A escritora portuguesa Grada Kilomba, na introdução de “Memórias da Plantação” – livro mais vendido da Flip em 2019 –, explica que, ao contar as histórias, torna-se sujeito e traz à tona a realidade do racismo diário contado por mulheres negras baseado em suas subjetividades e próprias percepções, e Juliana Borges, em “Encarceramento em massa“, ao convocar seus leitores: “Não há possibilidade de vencer as amarras de uma estrutura tão profunda de opressão, como o racismo sem luta coletiva. Portanto, para nós, porque creio que assim seja para você empoderar-se passa por uma luta de mãos dadas”.

Imagem: Ana Paula Lisboa (Instagram aplisboa)

Então, caso seus olhos queiram ir longe, este livro compõe a coleção Feminismos Plurais, inaugurada pelo livro “Lugar de fala“, de Djamila Ribeiro, que também é sua organizadora e conta com autoras e autores negros apresentando conceitos relevantes e muito citados nas redes. São eles: “Interseccionalidade“, de Carla Akotirene; “Racismo Recreativo“, de Adilson Moreira; “Empoderamento“, de Joice Berth; e “Racismo estrutural“, de Silvio Almeida, além desse citado. Basta escolher qual tema que gostaria de conhecer ou aprofundar e mergulhar nessas aulas!

Caso seus olhos fiquem pouco tempo abertos antes de dormir ou sacolejem no transporte público, contos são uma opção, lidos um a um, ou até fora de ordem, a conta gotas. A começar pela imortal (por aclamação popular) Conceição Evaristo. A mineira Doutora em Literatura ganhou o Prêmio Jabuti com “Olhos D’água“, que traz mulheres e suas histórias, suas famílias, seus desejos e suas dores. Já em “Insubmissas Lágrimas de Mulheres“, a impressão é de entrevista entre elas e a autora que se fundem no decorrer das linhas. Aliás, ela promove outra fusão em “Becos da Memória”. Algumas linhas poderão provocar seus sorrisos, como as do homem que consegue ler uma frase pela primeira vez; outras suas lágrimas, como as da menina de uma família vitimada pela pobreza que acaba sendo vendida.

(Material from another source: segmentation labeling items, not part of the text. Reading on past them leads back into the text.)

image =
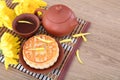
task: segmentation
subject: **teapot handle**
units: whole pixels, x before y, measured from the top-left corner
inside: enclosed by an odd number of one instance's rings
[[[39,13],[40,12],[40,13]],[[43,14],[46,12],[45,9],[36,9],[34,14],[39,18],[39,20],[41,21],[42,20],[42,17],[43,17]]]

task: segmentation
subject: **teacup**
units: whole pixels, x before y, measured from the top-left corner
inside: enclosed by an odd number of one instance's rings
[[[30,13],[24,13],[17,16],[13,21],[13,30],[23,38],[33,36],[40,26],[40,21],[37,16]]]

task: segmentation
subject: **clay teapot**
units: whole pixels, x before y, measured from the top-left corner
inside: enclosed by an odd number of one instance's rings
[[[74,12],[63,4],[49,7],[47,10],[37,9],[35,14],[42,12],[42,24],[46,31],[55,36],[65,36],[78,25]],[[40,16],[39,16],[40,17]]]

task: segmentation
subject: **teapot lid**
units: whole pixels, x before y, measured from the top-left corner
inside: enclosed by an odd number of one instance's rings
[[[72,14],[72,10],[65,5],[57,4],[47,10],[47,18],[54,23],[63,23],[67,21]]]

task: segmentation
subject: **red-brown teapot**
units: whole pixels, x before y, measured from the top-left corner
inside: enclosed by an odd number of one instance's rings
[[[65,36],[73,31],[78,25],[73,11],[63,4],[49,7],[47,10],[37,9],[35,14],[42,11],[42,24],[46,31],[55,36]]]

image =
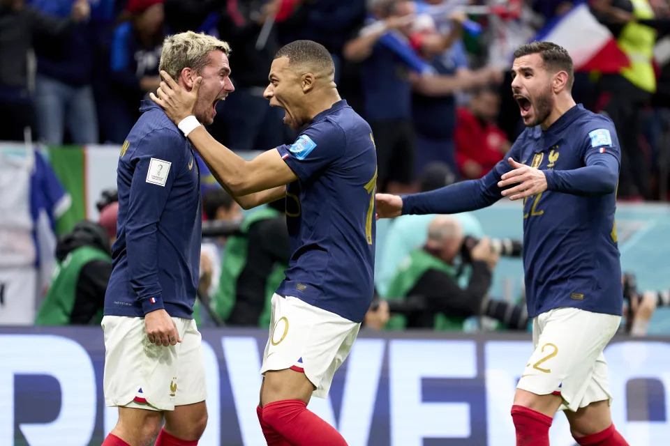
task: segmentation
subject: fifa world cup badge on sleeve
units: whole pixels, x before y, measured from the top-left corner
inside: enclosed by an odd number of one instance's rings
[[[311,138],[306,134],[301,134],[288,150],[298,160],[304,160],[305,157],[309,155],[309,153],[314,150],[315,147],[316,147],[316,143],[312,141]]]
[[[609,134],[609,130],[606,128],[599,128],[590,132],[588,137],[591,139],[591,147],[612,145],[612,137]]]

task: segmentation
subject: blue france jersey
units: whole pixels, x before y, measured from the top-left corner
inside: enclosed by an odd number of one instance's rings
[[[368,123],[341,100],[277,148],[292,255],[277,293],[361,322],[374,293],[377,155]]]
[[[164,308],[191,319],[202,232],[198,162],[160,107],[147,100],[140,109],[117,170],[117,241],[104,314],[142,317]]]
[[[602,154],[620,165],[612,121],[577,105],[546,132],[526,129],[492,174],[499,178],[511,170],[509,157],[547,172],[583,167]],[[551,189],[553,176],[546,175]],[[616,208],[616,191],[587,195],[548,190],[526,199],[523,267],[529,316],[561,307],[621,314]]]

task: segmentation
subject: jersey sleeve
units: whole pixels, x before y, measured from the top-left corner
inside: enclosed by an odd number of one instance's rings
[[[621,148],[614,124],[604,116],[598,118],[597,120],[590,121],[585,128],[586,134],[582,152],[584,164],[588,165],[594,157],[605,155],[614,157],[620,165]]]
[[[326,120],[306,128],[292,144],[279,146],[277,150],[293,173],[304,181],[335,162],[345,148],[344,130]]]
[[[180,139],[173,130],[154,130],[137,143],[131,158],[135,171],[126,222],[126,250],[131,284],[144,314],[164,308],[156,232],[174,179],[185,162]]]

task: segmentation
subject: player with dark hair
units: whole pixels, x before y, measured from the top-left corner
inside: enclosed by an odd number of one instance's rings
[[[301,133],[292,145],[246,161],[193,116],[188,93],[169,76],[152,99],[184,132],[242,207],[283,197],[291,255],[272,298],[258,419],[268,445],[346,445],[307,410],[325,397],[374,293],[377,157],[370,126],[341,99],[328,51],[297,40],[275,56],[265,96]],[[195,92],[195,93],[194,93]],[[286,185],[288,185],[288,186]]]
[[[535,351],[512,417],[517,446],[548,446],[563,410],[580,445],[627,445],[612,424],[603,350],[621,320],[614,211],[620,152],[609,118],[575,104],[565,49],[533,42],[514,52],[512,84],[527,128],[479,180],[404,197],[380,194],[380,217],[449,214],[523,199],[523,266]]]

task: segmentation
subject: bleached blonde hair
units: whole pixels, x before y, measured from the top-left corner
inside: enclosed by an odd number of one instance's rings
[[[178,82],[179,74],[184,68],[200,72],[209,62],[209,53],[217,49],[230,56],[230,45],[228,42],[204,33],[187,31],[168,36],[163,41],[158,69],[165,70]]]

Embora não seja um livro de contos, os personagens e os eventos de suas vidas vão sendo apresentados em pequenos parágrafos (ótimo para quem não pode se dedicar à leitura de muitas páginas), como fios de lã cruzando-se e se entrelaçando numa teia, revelando um bonito tear. Conceição Evaristo fala sobre ele com muito apreço, pois (…) foi o meu primeiro experimento e construir um texto ficcional con (fundindo) escrita e vida, ou melhor dizendo, escrita e vivência. Talvez na escrita de Becos, mesmo que de modo quase inconsciente, eu já buscasse construir uma forma de escrevivência“.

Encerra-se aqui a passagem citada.